Des chercheurs de l’UNIGE ont découvert qu’en manipulant les propriétés bioélectriques des cellules souches qui génèrent les neurones, il était possible de changer la composition cellulaire du cerveau au cours du développement.

© UNIGE. La diversité des neurones corticaux peut être visualisée par différents marqueurs, par leur morphologie et leur connectivité.

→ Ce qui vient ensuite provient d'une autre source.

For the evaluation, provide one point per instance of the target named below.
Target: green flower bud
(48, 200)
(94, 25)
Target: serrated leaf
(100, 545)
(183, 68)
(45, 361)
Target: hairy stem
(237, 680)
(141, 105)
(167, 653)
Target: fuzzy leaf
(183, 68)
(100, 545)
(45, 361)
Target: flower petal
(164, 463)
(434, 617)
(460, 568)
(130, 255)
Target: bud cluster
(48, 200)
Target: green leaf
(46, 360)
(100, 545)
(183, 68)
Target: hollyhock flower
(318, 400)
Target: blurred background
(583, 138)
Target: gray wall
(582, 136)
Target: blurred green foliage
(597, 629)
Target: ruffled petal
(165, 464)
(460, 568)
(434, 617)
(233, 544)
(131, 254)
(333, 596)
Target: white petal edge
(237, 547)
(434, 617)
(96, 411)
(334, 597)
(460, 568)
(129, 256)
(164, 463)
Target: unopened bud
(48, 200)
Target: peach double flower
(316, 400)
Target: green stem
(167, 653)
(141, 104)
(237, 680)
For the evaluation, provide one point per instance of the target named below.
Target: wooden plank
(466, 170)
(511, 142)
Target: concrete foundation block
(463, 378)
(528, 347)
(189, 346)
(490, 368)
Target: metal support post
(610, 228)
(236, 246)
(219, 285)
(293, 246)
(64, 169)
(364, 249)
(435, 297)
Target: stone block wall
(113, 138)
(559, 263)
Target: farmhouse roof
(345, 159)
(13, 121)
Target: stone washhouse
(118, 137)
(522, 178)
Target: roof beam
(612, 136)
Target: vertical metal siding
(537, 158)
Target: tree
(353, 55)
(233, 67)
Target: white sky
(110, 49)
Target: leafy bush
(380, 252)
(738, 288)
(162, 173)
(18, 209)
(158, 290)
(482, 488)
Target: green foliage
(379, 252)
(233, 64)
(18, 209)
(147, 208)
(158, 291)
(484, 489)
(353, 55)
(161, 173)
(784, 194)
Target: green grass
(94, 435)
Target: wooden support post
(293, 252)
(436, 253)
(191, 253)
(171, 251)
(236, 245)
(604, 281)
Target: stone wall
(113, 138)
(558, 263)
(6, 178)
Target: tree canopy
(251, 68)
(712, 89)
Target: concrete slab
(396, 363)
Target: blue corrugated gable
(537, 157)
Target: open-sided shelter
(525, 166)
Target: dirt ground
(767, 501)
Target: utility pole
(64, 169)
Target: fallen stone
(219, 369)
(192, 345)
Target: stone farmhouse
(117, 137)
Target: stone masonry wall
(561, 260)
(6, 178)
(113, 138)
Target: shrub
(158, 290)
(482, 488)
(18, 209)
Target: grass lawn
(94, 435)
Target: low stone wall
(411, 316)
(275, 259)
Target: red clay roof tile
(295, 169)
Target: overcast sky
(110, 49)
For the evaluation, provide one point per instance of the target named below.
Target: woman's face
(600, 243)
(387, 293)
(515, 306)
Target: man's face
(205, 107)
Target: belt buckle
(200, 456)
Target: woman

 Le cortex cérébral est la région la plus développée chez les mammifères et permet des fonctions intellectuelles avancées telles que la perception consciente du monde, l’anticipation, ou encore le langage. A chaque activité correspondent des circuits composés de neurones bien précis. Pour comprendre comment ces circuits se forment lors du développement, des chercheurs de l’Université de Genève (UNIGE), en collaboration avec une équipe américaine, se sont intéressés aux progéniteurs cérébraux, les cellules mères des neurones. Comment ces progéniteurs savent-ils quels types de neurones fabriquer à chaque moment du développement ? En mesurant l’activité électrique de ces cellules, les neuroscientifiques ont constaté qu’à la manière d’une pile qui se charge, le voltage des progéniteurs augmente au fur et à mesure du développement de l’embryon et de la complexité des neurones à créer. Afin de tester le rôle de cette charge électrique, les chercheurs l’ont diminuée et augmentée artificiellement in vivo, dirigeant à loisir quel neurone était créé! Ces résultats, à lire dans la revue Cell, révèlent pour la première fois l’importance des propriétés bioélectriques cellulaires dans la création de la diversité neuronale.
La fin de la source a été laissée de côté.